Gossip, the Bloomsbury Group and Facebook

Where I am is a gift: a community college and as such a place of learning and ideas. Sometimes. I work in an office in the library. Oh to go out of my office and face row upon row of books! The very area where I work is a perk of the job to my mind.

Last week I went to an English Lit class that is studying British literature. My first degree was in literature and they are studying one of my favorite periods, the modernists. It feels luxurious to spend time talking about 'A Room of One's Own'. The students in the class were insightful and wise, more so than we credit to twenty-somethings having. They drew parallels between the upheavals of the post WWI world with our world now.

'What would have Woolf thought about Facebook?' one student asked.

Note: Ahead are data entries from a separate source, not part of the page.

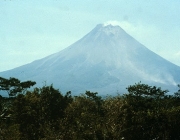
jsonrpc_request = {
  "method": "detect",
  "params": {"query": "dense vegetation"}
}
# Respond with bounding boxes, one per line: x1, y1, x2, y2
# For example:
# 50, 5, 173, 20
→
0, 78, 180, 140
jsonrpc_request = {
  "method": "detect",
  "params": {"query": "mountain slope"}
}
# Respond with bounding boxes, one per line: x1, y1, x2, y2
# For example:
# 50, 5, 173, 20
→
0, 24, 180, 94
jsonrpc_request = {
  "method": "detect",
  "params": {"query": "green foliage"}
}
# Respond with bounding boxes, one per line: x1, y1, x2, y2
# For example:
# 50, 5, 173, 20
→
0, 77, 36, 96
0, 78, 180, 140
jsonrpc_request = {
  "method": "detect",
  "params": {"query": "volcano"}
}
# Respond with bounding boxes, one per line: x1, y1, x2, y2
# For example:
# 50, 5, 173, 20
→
0, 24, 180, 95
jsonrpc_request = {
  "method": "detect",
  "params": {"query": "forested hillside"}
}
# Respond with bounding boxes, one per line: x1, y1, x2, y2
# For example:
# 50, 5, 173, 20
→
0, 77, 180, 140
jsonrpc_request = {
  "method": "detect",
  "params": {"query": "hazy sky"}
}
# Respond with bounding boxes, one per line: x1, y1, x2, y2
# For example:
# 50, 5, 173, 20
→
0, 0, 180, 71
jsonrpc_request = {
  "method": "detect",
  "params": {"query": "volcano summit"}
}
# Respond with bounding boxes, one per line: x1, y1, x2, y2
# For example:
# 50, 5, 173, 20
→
0, 24, 180, 95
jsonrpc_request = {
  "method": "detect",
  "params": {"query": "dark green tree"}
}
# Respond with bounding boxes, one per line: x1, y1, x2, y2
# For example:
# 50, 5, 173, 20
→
0, 77, 36, 97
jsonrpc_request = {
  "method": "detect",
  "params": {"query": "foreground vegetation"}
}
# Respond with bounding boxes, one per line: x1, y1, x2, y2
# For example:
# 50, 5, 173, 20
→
0, 78, 180, 140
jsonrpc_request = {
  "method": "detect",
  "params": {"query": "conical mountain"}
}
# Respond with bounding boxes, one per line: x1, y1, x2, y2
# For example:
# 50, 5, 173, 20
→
0, 24, 180, 94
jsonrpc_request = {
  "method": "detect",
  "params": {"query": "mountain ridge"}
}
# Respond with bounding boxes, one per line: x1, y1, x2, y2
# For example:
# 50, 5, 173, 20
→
0, 24, 180, 93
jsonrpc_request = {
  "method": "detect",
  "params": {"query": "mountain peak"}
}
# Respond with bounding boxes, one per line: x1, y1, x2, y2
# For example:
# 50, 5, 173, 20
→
91, 23, 129, 38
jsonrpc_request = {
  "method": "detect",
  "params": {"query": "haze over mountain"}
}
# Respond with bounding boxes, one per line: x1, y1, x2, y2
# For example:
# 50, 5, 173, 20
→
0, 24, 180, 94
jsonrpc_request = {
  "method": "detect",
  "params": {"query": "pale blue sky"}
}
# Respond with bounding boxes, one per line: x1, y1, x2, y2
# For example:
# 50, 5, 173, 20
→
0, 0, 180, 71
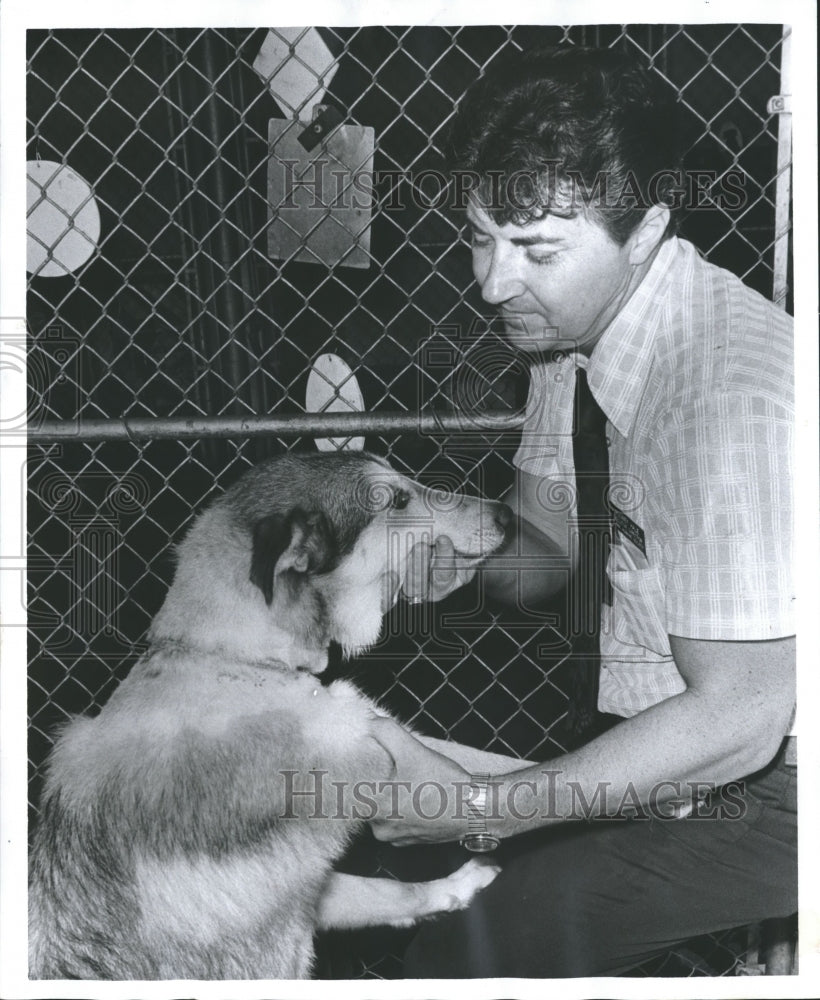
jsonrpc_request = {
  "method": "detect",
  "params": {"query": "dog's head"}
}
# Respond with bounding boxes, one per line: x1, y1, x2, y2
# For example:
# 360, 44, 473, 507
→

What a great question and one to which I have given great thought.  I think that there has to be two elements to consider. First, Woolf was part of the Bloomsbury group - a group of artists, thinkers, socialites from the middle to upper classes. They were sophisticated, but they were also gossips. So from that aspect, Woolf perhaps would be intrigued by Facebook both as a gossip and a writer who loved characters. However, Woolf's insistence that women carve out their own space is a little at odds with the nature of social networking. You may think that in this universe, you have autonomy but I don't think that is really true. I am surprised at how little control I have over space  online, especially within the realms of Twitter and Facebook. Words are turned against you, pictures become the subject of other people's conversations.

Social networking has a dark side, as we all know - or do we? The internet has become a god like thing, omniscient, indestructible. Like the Old Testament creator, it can be jealous, hateful and legion in its intolerance as well as an important vehicle for spreading love and change. I think that Woolf would be both intrigued and revolted.